The model itself is stored as an RDF based knowledge graph, which means it is implementable in any mainstream Graph database technology. There are no vendor specific extensions to RDF.

In line with the RDF standard, all persistent types, classes, , property identifiers and object value identifiers are uniquely named using international resource identifiers. In most cases the identifiers are externally provided (e.g. Snomed-CT identifiers) whilst in others that have been created for a particular model. Organisations that author elements of the models use their own identifiers.

From a data modelling perspective the arrangements of types may be referred to as archetypes, which are conceptually similar to FHIR profiles. In the semantic web world they would be considered "shapes". There are an unlimited number of these which frees the model from any particular conventional relational database schema. Inheritance of types is supported which enables broad classifications of types and re-usability.

The variation between the parts of the model that model terminology concepts and those that model data use slightly different grammars in keeping with their different purposes. The information model language describes the differences.

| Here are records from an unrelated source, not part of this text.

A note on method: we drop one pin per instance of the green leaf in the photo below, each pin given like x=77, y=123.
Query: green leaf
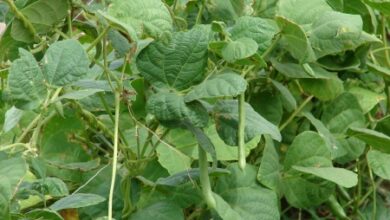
x=379, y=163
x=324, y=89
x=12, y=117
x=366, y=98
x=340, y=176
x=43, y=214
x=79, y=94
x=162, y=210
x=239, y=49
x=302, y=12
x=172, y=159
x=377, y=140
x=146, y=17
x=65, y=62
x=342, y=113
x=170, y=107
x=25, y=80
x=259, y=29
x=242, y=193
x=226, y=84
x=227, y=119
x=43, y=15
x=383, y=125
x=55, y=187
x=12, y=172
x=288, y=99
x=335, y=32
x=77, y=200
x=295, y=40
x=269, y=171
x=188, y=175
x=178, y=64
x=308, y=149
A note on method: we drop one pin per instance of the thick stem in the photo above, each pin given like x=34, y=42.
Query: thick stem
x=205, y=180
x=115, y=154
x=241, y=132
x=295, y=113
x=27, y=24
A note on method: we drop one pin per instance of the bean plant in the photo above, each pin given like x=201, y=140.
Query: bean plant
x=194, y=109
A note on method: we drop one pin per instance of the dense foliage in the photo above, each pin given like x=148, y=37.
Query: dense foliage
x=195, y=109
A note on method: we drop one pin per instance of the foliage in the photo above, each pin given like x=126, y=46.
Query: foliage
x=194, y=109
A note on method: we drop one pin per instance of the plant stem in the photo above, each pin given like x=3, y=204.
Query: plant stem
x=200, y=12
x=98, y=38
x=295, y=113
x=272, y=46
x=241, y=132
x=373, y=186
x=115, y=154
x=27, y=24
x=205, y=179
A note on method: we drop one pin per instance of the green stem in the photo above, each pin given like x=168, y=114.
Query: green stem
x=295, y=113
x=27, y=24
x=98, y=39
x=373, y=186
x=241, y=132
x=115, y=154
x=205, y=179
x=272, y=46
x=200, y=12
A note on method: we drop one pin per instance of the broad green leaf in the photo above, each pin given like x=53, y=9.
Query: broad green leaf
x=335, y=32
x=383, y=125
x=77, y=200
x=170, y=107
x=55, y=187
x=12, y=117
x=43, y=214
x=79, y=94
x=188, y=175
x=377, y=140
x=162, y=210
x=178, y=64
x=340, y=176
x=379, y=163
x=228, y=10
x=25, y=80
x=342, y=113
x=334, y=147
x=12, y=172
x=146, y=17
x=366, y=98
x=172, y=159
x=269, y=171
x=65, y=62
x=382, y=6
x=239, y=49
x=289, y=101
x=302, y=12
x=269, y=105
x=297, y=71
x=259, y=29
x=303, y=192
x=43, y=15
x=244, y=196
x=308, y=149
x=227, y=120
x=324, y=89
x=226, y=84
x=295, y=40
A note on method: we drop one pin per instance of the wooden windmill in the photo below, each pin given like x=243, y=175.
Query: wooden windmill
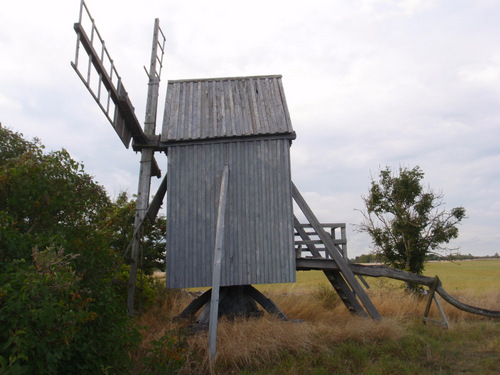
x=230, y=220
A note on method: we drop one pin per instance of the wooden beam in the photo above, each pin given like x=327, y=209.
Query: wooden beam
x=265, y=302
x=384, y=271
x=335, y=254
x=217, y=264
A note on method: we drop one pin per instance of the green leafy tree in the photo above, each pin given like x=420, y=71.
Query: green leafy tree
x=406, y=221
x=58, y=310
x=120, y=229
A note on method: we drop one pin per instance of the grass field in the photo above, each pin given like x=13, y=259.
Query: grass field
x=330, y=340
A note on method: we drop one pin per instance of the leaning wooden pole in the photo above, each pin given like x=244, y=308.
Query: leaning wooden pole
x=147, y=160
x=384, y=271
x=217, y=264
x=337, y=257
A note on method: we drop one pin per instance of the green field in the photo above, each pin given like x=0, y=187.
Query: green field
x=331, y=341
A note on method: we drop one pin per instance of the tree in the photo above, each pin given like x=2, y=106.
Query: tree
x=59, y=312
x=405, y=221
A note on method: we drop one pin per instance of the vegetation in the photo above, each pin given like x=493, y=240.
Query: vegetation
x=61, y=238
x=406, y=221
x=331, y=341
x=61, y=247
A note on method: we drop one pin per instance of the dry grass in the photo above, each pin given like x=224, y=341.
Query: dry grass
x=329, y=339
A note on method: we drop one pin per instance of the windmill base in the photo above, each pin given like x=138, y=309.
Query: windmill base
x=234, y=301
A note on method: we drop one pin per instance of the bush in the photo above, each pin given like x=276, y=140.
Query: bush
x=51, y=324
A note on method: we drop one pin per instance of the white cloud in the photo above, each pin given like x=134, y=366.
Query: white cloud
x=368, y=83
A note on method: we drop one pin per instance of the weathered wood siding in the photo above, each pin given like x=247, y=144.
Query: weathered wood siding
x=259, y=243
x=225, y=107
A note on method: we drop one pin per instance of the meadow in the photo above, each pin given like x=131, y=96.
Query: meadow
x=324, y=338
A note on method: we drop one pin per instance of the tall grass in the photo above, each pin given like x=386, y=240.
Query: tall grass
x=331, y=340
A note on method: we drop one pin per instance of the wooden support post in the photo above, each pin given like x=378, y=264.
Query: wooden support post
x=335, y=254
x=433, y=297
x=217, y=264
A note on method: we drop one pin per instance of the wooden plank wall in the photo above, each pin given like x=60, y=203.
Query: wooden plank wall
x=259, y=242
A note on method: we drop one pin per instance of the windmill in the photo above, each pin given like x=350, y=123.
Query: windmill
x=230, y=219
x=99, y=74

The models can be viewed in their raw technical form (in JSON or Turtle) or can be viewed by the information model viewer at the online tool Information model directory

Information model language

Main article information modelling language describes the language in more detail.

The semantic web approach is adopted for the purposes of identifiers and grammar. In this approach, data can be described via the use of a plain language grammar consisting of a subject, a predicate, and an object; A triple, with an additional context referred to as a graph or RDF data set. The theory is that all health data can be described in this way (with predicates being extended to include functions).

However, the semantic web languages are highly complex and a set of more pragmatic approaches are taken for the more specialised structures.

The consequence of this approach is that W3C web standards can be used such as the use of Resource Descriptor Framework or RDF. This sees the world as a set of triples (subject/ predicate/ object) with some things named and somethings anonymous. Systems that adopt this approach can exchange data in a way that the semantics can be preserved. Whilst RDF is an incredibly arcane language at a machine level, the things it can describe can be very intuitive when represented visually. In other words the Information modelling approach involves an RDF Graph.

In addition to semantic web languages, other commonly used languages are in place are used to enable the model to be accessed by more people.. For example the Snomed-CT expression constraint language is a common way of defining concept sets. ECL is logically equivalent to a closed world query on an open world OWL ontology. The IM language uses the semantic language of SPARQL together with entailment to model ECL but ECL can be exported or used as input as an alternative.